(ITS#6268) multi-master sync replication ldap_add error code 68 bug - openldap-bugs

20 Aug 2009


      Full_Name: Barry Colston
Version: 2.4.17
OS: Fedora 10
URL: 
Submission from: (NULL) (209.255.208.219)
While testing sync replication, I encountered a situation in which a previously
deleted DN cannot be added again because the ldapadd command receives a 68 error
code.  If I perform an ldapsearch command for the DN, the DN is not found.  If I
try to add the DN, the add fails with a 68 error code.  If I perform a slapcat
command for that DN, slapcat displays the record.
I have 3 multi-master servers in my configuration; all 3 are executing on the
same physical server, listening on different ports and with separate copies of
BDB databases. Each server is replicating to the other 2 servers (e.g., server 1
replicates to server 2 and server 3, server 2 replicates to server 1 and server
3,
and server 3 replicates to server 1 and server 2) using the refreshAndPersist
mode. I execute 3 shell scripts simultaneously, each of which adds a set of
parent/child records using the ldapadd command and ldif files, then deletes the
records using the ldapdelete command (each shell scripts adds and deletes about
267 records and each shell script operates on a separate set of DNs). The 3
shell scripts issue the ldapadd and ldapdelete commands against server 1 and
repeat the add/delete cycle 10 times before exiting. After all 3 shell scripts
finish, I compare the server 1 records against the server 2 records and compare
the server 1 records against the server 3 records listing any differences.  The
method I normally execute the shell scripts results in 800 records being added
then deleted 10 times, for a total of 8000 adds/deletes occurring.
After executing the above 3 shell scripts multiple times (without bringing down
slapd between executes), some records will fail to be added by the ldapadd
command because the ldapadd command returns an error code of 68.  After this
occurs, I execute an ldapsearch command for the DN of the record that received
the 68 error; the ldapsearch command fails to find the record (which is correct
because the record was deleted).  If I perform a slapcat command for the DN
against server 1's BDB files, slapcat finds the record, but it is listed with an
objectClass and structuralObjectClass of "glue" (which are different than when
the record was added.) Slapcat performed against the 2 other master servers
(server 2 and server 3) do not display a record.  When this error occurs, there
are usually multiple records that fail to add with an error code of 68.

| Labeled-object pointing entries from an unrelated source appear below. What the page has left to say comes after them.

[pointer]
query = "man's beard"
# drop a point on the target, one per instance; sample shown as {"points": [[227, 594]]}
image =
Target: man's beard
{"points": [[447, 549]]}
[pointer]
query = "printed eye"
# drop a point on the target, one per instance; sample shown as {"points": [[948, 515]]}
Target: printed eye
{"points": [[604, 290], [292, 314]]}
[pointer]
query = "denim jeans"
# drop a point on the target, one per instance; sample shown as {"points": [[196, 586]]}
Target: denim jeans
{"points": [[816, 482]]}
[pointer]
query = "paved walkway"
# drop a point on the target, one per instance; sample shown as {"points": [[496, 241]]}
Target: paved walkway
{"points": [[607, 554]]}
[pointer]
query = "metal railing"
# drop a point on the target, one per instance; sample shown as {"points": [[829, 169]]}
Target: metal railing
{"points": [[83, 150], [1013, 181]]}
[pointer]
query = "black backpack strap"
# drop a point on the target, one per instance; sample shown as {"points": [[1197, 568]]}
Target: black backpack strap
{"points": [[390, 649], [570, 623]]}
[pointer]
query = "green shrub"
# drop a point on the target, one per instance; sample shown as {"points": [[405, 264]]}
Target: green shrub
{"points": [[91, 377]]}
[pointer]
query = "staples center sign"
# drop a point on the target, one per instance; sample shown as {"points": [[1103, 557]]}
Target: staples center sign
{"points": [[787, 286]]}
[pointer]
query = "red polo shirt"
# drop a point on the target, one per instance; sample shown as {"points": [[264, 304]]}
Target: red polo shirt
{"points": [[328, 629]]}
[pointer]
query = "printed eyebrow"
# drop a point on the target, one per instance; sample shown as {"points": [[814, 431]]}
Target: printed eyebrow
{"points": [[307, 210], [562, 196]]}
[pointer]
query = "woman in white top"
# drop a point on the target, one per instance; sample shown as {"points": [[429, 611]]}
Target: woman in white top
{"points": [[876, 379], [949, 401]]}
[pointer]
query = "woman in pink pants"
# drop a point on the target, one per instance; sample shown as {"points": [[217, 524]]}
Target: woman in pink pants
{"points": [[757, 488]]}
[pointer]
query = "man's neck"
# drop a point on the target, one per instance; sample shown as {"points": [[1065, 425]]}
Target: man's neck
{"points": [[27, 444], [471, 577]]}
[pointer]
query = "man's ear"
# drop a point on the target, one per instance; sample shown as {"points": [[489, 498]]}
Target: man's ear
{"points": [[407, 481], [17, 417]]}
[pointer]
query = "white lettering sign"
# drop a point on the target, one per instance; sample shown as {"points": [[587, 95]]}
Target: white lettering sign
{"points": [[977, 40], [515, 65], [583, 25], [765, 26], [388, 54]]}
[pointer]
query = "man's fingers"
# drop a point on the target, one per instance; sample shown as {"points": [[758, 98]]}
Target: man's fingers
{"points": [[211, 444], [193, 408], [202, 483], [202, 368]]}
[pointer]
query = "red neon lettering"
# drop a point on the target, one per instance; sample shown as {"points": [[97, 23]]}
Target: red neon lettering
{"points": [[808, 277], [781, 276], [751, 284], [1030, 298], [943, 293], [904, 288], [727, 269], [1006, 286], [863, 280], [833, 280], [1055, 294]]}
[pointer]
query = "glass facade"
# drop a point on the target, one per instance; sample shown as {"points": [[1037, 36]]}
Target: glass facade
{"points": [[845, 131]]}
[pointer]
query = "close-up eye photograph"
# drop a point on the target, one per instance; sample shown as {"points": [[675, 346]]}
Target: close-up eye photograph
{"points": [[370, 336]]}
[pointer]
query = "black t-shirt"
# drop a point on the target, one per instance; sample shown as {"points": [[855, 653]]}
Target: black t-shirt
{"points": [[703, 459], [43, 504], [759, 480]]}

I have removed all BDB index files and rerun the slapindex command, but the DN
is still not found with the ldapsearch command and fails to be added because of
a 68 error code.
This condition is not repeatable on demand, but if I run my scripts doing
ldapadd/ldapdelete multiple times, it will eventually occur.
This error appears to be related to the value specified in my slapd.conf file
for "syncprov-sessionlog".  I have changed the value of "syncprov-sessionlog",
with the following results:
syncprov-sessionlog 5000 - usually execution 3 or 4 results in the ldapadd 68
error (e.g., the first 2 executions of 8000 adds/deletes work OK)
syncprov-sessionlog 50000 - usually execution 6 or 7 results in the ldapadd 68
error (e.g., the first 5 executions of 8000 adds/deletes work OK)
syncprov-sessionlog 200 - usually execution 2 or 3 results in the ldapadd 68
error (e.g., the first execution of 8000 adds/deletes works OK)
syncprov-sessionlog not specified - usually execution 2 or 3 results in 1 of the
slapd servers crashing with a segmentation fault
    (usually server 1, but sometimes the other servers)
    (example of crash output is *** glibc detected ***
/tmp/reptest/openldap/openldap-2.4.17/libexec/slapd: malloc(): memory corruption
(fast): 0x9e61f860 ***)
I am using BDB 4.6.21 and have tested with the 4 BDB patches applied and not
applied (the 68 error occurs using BDB without the patches and BDB with the
patches).